(Reuters) - Saddam Hussein’s use of chemical weapons against Iraqi Kurds in the 1980s was cited by Western powers as one of the justifications for the 2003 invasion that toppled him.
Once again, the perilous situation of the Kurds — this time attacked by Islamic State fighters — has spurred the United States and its allies in Europe and the Gulf to use military force in Iraq and Syria.
And once again the Kurds — who number up to 30 million people spread through Turkey, Iraq, Syria and Iran, but with no state of their own — are on the move. Usually far from the headlines, whole families have trekked away from danger.

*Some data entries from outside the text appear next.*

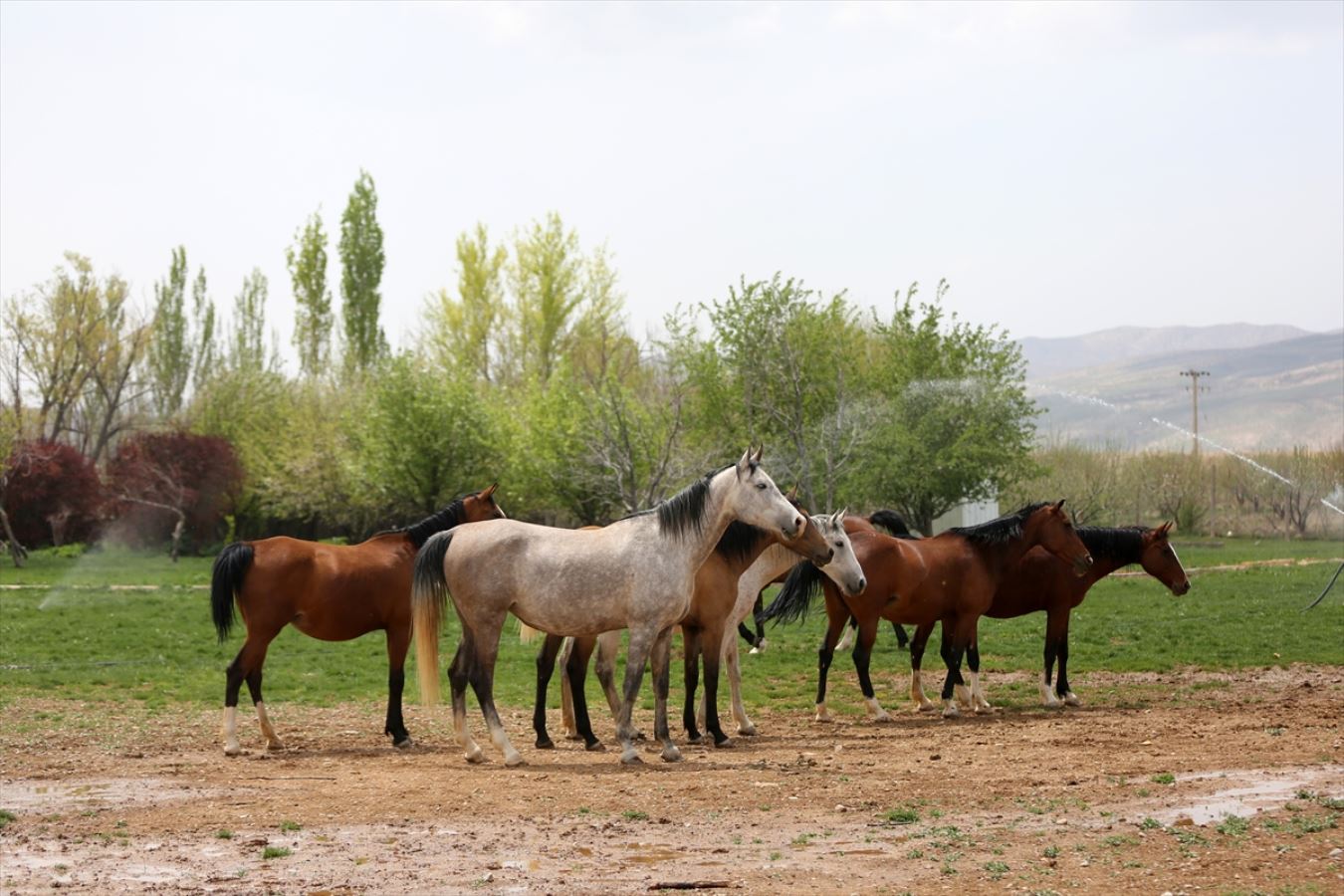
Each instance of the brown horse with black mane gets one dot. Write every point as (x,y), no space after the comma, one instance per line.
(329,591)
(1041,583)
(951,579)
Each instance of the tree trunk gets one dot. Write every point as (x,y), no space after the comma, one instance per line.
(16,551)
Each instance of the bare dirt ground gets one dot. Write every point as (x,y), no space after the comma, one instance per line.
(1025,799)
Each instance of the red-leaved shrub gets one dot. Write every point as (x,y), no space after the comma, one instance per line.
(53,495)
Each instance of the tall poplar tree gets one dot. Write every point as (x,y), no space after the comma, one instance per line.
(312,299)
(361,272)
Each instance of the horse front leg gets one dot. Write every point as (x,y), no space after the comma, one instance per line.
(575,670)
(1054,622)
(917,648)
(661,661)
(1062,652)
(734,666)
(545,669)
(956,635)
(713,635)
(978,693)
(691,648)
(641,641)
(836,618)
(862,657)
(398,641)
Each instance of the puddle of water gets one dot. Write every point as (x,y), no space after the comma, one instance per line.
(1255,791)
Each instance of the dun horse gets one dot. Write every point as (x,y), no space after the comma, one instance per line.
(951,577)
(634,573)
(1039,581)
(706,627)
(334,592)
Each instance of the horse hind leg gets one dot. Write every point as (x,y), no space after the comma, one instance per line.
(483,683)
(398,641)
(459,676)
(246,666)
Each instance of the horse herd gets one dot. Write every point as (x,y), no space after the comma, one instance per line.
(698,561)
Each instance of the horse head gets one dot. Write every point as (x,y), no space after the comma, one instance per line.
(1055,533)
(844,568)
(1160,560)
(755,499)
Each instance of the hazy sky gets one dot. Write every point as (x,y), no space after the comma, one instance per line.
(1066,166)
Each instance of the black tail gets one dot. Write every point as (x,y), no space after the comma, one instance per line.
(795,595)
(226,579)
(891,522)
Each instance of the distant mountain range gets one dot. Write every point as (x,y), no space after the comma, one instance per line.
(1269,387)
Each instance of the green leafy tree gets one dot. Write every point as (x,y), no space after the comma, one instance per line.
(465,331)
(956,423)
(361,273)
(169,348)
(307,260)
(249,342)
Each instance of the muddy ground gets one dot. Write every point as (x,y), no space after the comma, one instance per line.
(1129,792)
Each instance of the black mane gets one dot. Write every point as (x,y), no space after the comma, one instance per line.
(1124,545)
(738,542)
(683,514)
(445,519)
(1002,531)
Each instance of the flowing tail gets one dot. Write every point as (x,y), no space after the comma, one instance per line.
(893,523)
(794,595)
(429,598)
(225,580)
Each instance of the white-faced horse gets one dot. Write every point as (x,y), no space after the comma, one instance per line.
(636,573)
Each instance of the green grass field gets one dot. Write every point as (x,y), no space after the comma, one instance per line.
(73,635)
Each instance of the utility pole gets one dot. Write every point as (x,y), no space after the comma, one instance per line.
(1195,388)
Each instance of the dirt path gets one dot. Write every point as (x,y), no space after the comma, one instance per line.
(1024,799)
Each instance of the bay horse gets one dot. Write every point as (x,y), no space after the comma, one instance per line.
(1041,583)
(329,591)
(706,627)
(636,573)
(949,577)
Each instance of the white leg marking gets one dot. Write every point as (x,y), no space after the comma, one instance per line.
(266,731)
(1047,693)
(231,747)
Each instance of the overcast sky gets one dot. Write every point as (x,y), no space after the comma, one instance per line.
(1066,166)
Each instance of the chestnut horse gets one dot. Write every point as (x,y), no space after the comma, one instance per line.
(951,577)
(329,591)
(706,626)
(1041,583)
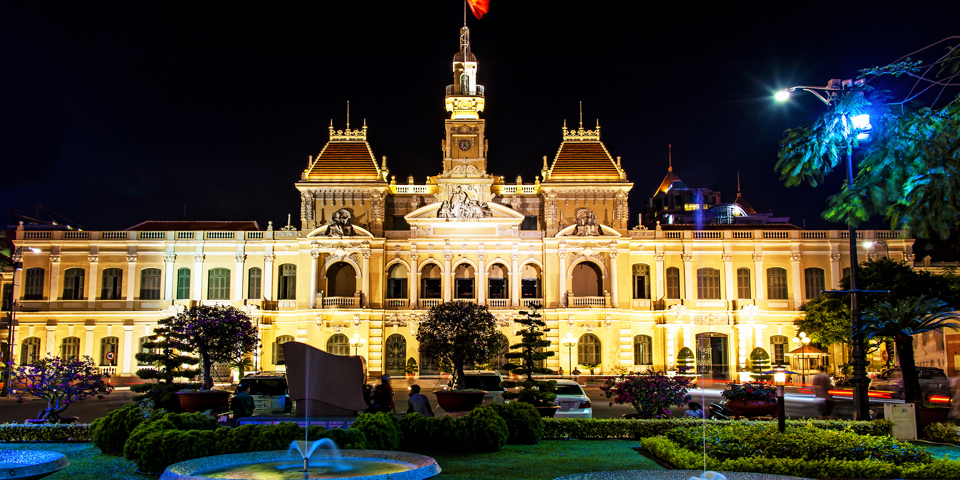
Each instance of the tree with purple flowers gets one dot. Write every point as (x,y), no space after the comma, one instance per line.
(60,382)
(217,334)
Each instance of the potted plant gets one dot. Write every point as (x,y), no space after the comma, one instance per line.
(217,334)
(169,364)
(460,333)
(411,368)
(524,360)
(751,399)
(60,382)
(651,394)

Reuters photographers have chronicled Kurdish refugee crises over the years. Pictures from 1991 show men, women and children carrying their possessions, gathering firewood and burying their dead in a refugee camp in Cukurca, Turkey, just across the border from Iraq.
They had escaped a military operation by Saddam’s government aimed at “Arabising” Kurdish areas in the north. Hundreds of thousands fled into Turkey and Iran.
Since the fall of Saddam, the Kurds’ semi-autonomous region in northern Iraq became, until the Islamic State offensive that started in Iraq in June and turned against the Kurds in August, a haven of relative peace in a war-ravaged country.
The attacks by the militants — who are notorious for killing anyone who refuses to convert to their austere version of Sunni Islam — created a new wave of refugees, from Iraq and Syria.
Most Kurds are Sunni Muslims, but tend to feel more loyalty to their Kurdishness, rather than their religion.
Reuters pictures taken in a refugee camp in Suruc, Turkey in October of this year show familiar scenes — a line of people stretches into the distance as they walk from their homes in Kobani, across the border in Syria, where Islamic State has besieged the town.
The battle for Kobani has become a focal point, not just for the plight of the Kurds, but of the West’s confrontation with global Islamist militancy.